E lá
vamos nós, outra vez. Tal qual na deposição de Fernando Collor, tal qual na
denúncia dos anões do Orçamento, tal qual nas vitórias eleitorais de candidatos
ou partidos nas quais se vislumbrava a vitória da ética e dos bons costumes,
eis-nos embalados pela esperança de que agora vai, agora é para valer, o país
superou uma etapa e galgou um novo patamar civilizatório. Nenhuma dúvida de que
o julgamento do mensalão representa uma virada de página. Jamais tantos e tão
notáveis réus foram condenados. A questão é saber se o movimento iniciado pelo
Supremo Tribunal Federal é “sustentável”, para tomar emprestada uma palavra
mais frequente no repertório dos economistas e ambientalistas. Nesse ponto, o
passado nos condena. Em seguida ao caso Collor imaginou-se que estava
exorcizado o risco de alguém tentar algo parecido. Da perspectiva de hoje,
transparece que não poucos candidatos e partidos enxergaram ali um modelo de
conquista e manutenção do poder muito útil, desde que executado sem tanta
ostentação e despreparo, além de muito proveitoso para o patrimônio pessoal.
A
ministra Cármen Lúcia, a admirável campeã dos votos curtos e da economia na
erudição e na retórica, protagonizou um grande momento, na sessão da última
terça-feira, ao insurgir-se contra a tese da defesa do ex-tesoureiro do PT
Delúbio Soares. A ministra lembrou que o advogado de Delúbio, Arnaldo
Malheiros, afirmara que o cliente não negava ter operado no caixa dois. E por
que operara no caixa dois? Ora, acrescentou o advogado, porque a origem do
dinheiro era ilícita. Cármen Lúcia disse que nunca, em sua vida profissional,
vira alguém comparecer a um tribunal para confessar um crime, e sugerir que sua
prática é normal. “O ilícito não é normal”, continuou. “Caixa dois é crime,
caixa dois é uma agressão à sociedade brasileira. Fica parecendo que ilícito no
Brasil pode ser praticado, confessado e que tudo bem. Não está tudo bem.”
O mote da
ministra pode ser aproveitado em outras situações da vida brasileira, pública e
privada. No Brasil, “é normal” subornar o guarda de trânsito assim como “é
normal” os profissionais liberais perguntarem se o cliente quer fazer o
pagamento com recibo ou sem recibo (eles também praticam o caixa dois). Na vida
pública, “é normal” fatiar o ministério entre escusos parceiros e mais “normal”
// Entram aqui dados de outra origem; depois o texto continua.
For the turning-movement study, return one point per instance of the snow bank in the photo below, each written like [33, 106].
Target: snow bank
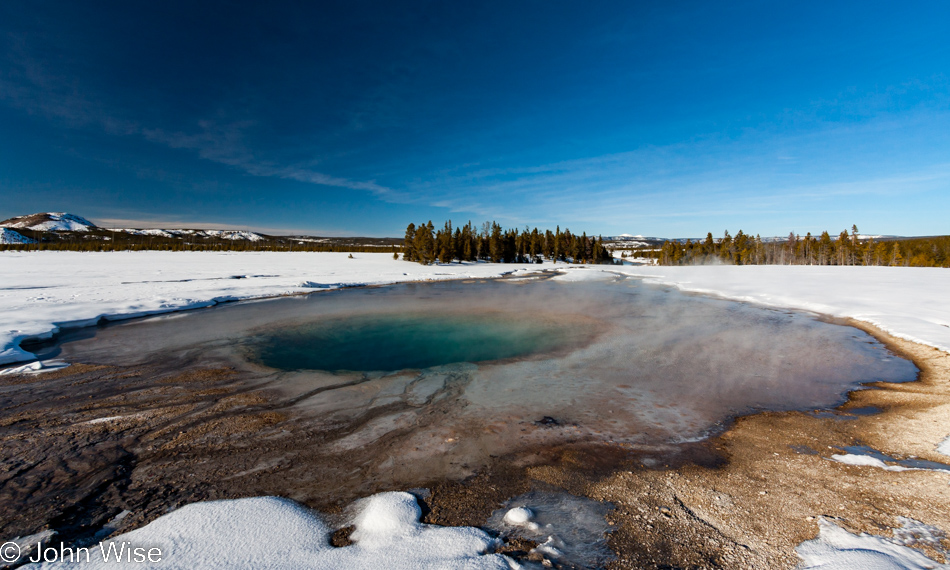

ainda satisfazer com rendosas diretorias de estatais a cobiça dos aliados. O
julgamento do mensalão coincidiu com a campanha para as eleições municipais, e
o que se viu na campanha? O PT em São Paulo aliou-se a um político que não pode
pôr o pé para fora da ilha de sossego chamada Brasil porque, sendo procurado
pela Interpol, em qualquer outro país se arrisca a ser preso. Apresentaram-se
como candidatos, pelo país afora ─ como “é normal” ─ representantes de partidos
que funcionam como estandes de venda de si mesmos. Nas negociações para as
alianças do segundo turno, não se discutem, e nem sequer se finge discutir,
convergências de programas. O que ocorre ─ como “é normal” ─ são transações em
torno de cargos e outras vantagens, algumas ilícitas, “e tudo bem”.
O saldo
maior do julgamento do Supremo Tribunal Federal é a defesa do estado
democrático de direito. Por não acreditar nele, o PT tentou revogá-lo, ao
revogar o Congresso pelo suborno. O projeto, como disse o presidente do
tribunal, Carlos Ayres Britto, era de poder, não de governo, o que implicava
uma trampolinagem nos constrangimentos impostos pelas instituições. A
investigação que embasou o julgamento não foi longe o suficiente, no entanto,
para rastrear o destino final dos muitos milhões de reais envolvidos no caso.
Ficou nos líderes e presidentes de partidos que recebiam as quantias e não
apurou a quem teriam sido redistribuídas. Não só muita gente ficou de fora,
como não se fixaram as bases para requerer a devolução do dinheiro. Como não “é
normal” em episódios do gênero no Brasil, os réus foram condenados; mas, como
“é normal”, o dinheiro escapou.
O caminho
aberto com as condenações do mensalão será sustentável, entre muitas outras
premissas, quando as condenações incluírem a devolução do dinheiro. Ou quando
os partidos se empenharem em coligações baseadas em programas e não em
fisiologia. Ou ainda quando, em seguida a um episódio como este, elegermos um
Congresso melhor. E será, pobres de nós, não quando cada um desses fatores se
impuserem isoladamente, mas quando todos ocorrerem simultaneamente. Árduo é o
percurso que ainda temos pela frente.